If only there was a way to version control and automate the creation and deployment of Dynatrace Synthetic scripts. Well, I’ve got good news for you…
I’ve recently been working with a large DevOps customer who, like many, want everything-as-code so that it can be audited, automated and version controlled. They love the Dynatrace Synthetic robot and it’s capabilities but they needed a way to specify these scripts as code rather than relying on the Dynatrace GUI to record and edit these scripts.
Luckily for them, the clever minds in the Dynatrace development team have already thought of this and so we can create, store and edit synthetic scripts as JSON files.

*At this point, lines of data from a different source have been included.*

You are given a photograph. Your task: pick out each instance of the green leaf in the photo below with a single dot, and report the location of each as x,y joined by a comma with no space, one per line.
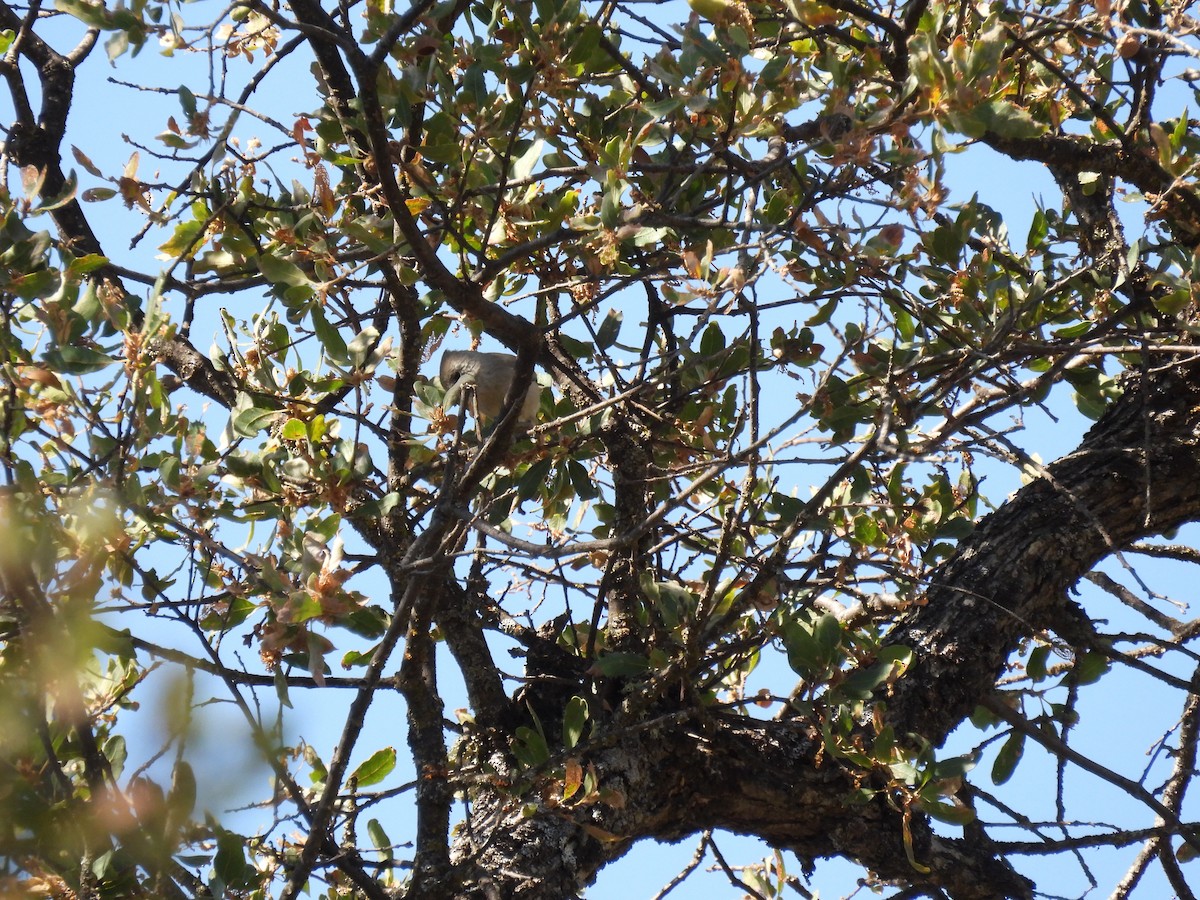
250,421
376,768
1007,759
531,747
294,430
78,360
575,717
330,339
379,838
281,271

What’s a Synthetic Script, Anyway?
Before we get into how to do this, it’s worth recapping exactly what a synthetic script is and how it’s formed.
- A synthetic script is a user journey. It has multiple steps.

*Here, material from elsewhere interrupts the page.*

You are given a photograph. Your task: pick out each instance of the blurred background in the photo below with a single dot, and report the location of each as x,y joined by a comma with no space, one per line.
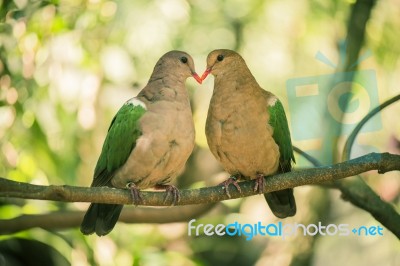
67,66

- Each step can have one (or more) actions (wait for time / wait for text / click / form field input etc.)
An example might be a journey in which does the following:
- Navigate to the homepage.
- Click on Sign In. Enter their username and password. Click Submit.

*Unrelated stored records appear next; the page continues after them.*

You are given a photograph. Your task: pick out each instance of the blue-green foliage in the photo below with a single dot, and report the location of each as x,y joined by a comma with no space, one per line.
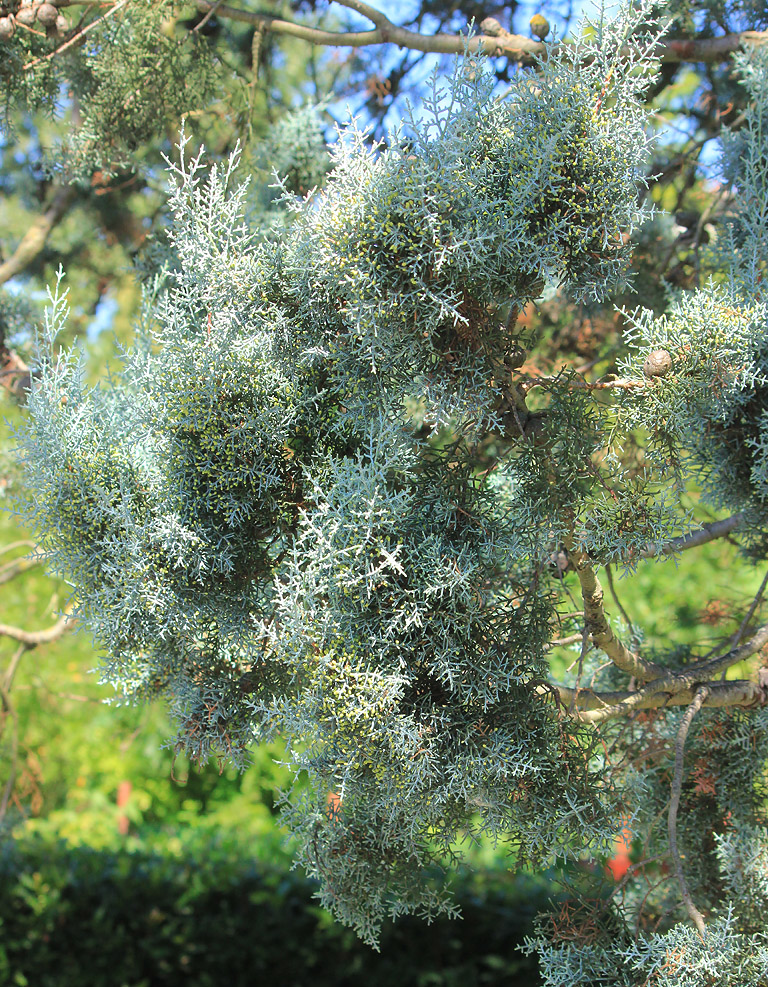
279,515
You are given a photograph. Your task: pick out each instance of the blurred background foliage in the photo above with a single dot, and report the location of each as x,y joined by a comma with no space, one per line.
107,839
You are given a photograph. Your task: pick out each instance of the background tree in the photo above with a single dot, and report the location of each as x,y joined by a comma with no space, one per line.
327,496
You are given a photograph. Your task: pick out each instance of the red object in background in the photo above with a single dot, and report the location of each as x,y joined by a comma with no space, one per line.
123,794
619,863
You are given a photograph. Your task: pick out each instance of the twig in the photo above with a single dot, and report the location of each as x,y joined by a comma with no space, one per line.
704,534
674,803
601,631
522,50
8,710
76,38
676,688
207,17
616,600
33,241
750,613
33,638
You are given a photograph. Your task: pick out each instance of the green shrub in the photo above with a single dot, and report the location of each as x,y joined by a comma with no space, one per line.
76,916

- Once logged in, click another link.
- Click logout and wait for the logout message to be shown.
Sample JSON Journey
Here’s a sample user journey defined as a JSON file. The structure is fairly straightforward in that there is an array of steps and within each step, there is an array of actions.
- Navigates to my homepage, waits for the page to load then waits until the text Posted is found.
- Clicks the about me link, waits for the page to load then waits until the text About Me is found.
- Clicks the contact me link, waits for the page to load then completes and submits the contact form.
- After submission, the robot waits until the text Thank you for your message is displayed.
Store in VCS
Go ahead, store that in your favourite version control system. Then when you’re ready, just upload to the synthetic portal as you would with any other Dynatrace Synthetic script. Easy!
Go Forth and Monitor Synthetically
I hope this post has demonstrated how easy it is to integrate Dynatrace Synthetic monitoring into your automated testing pipelines so now there really is no excuse for “well it worked in Dev”, is there!?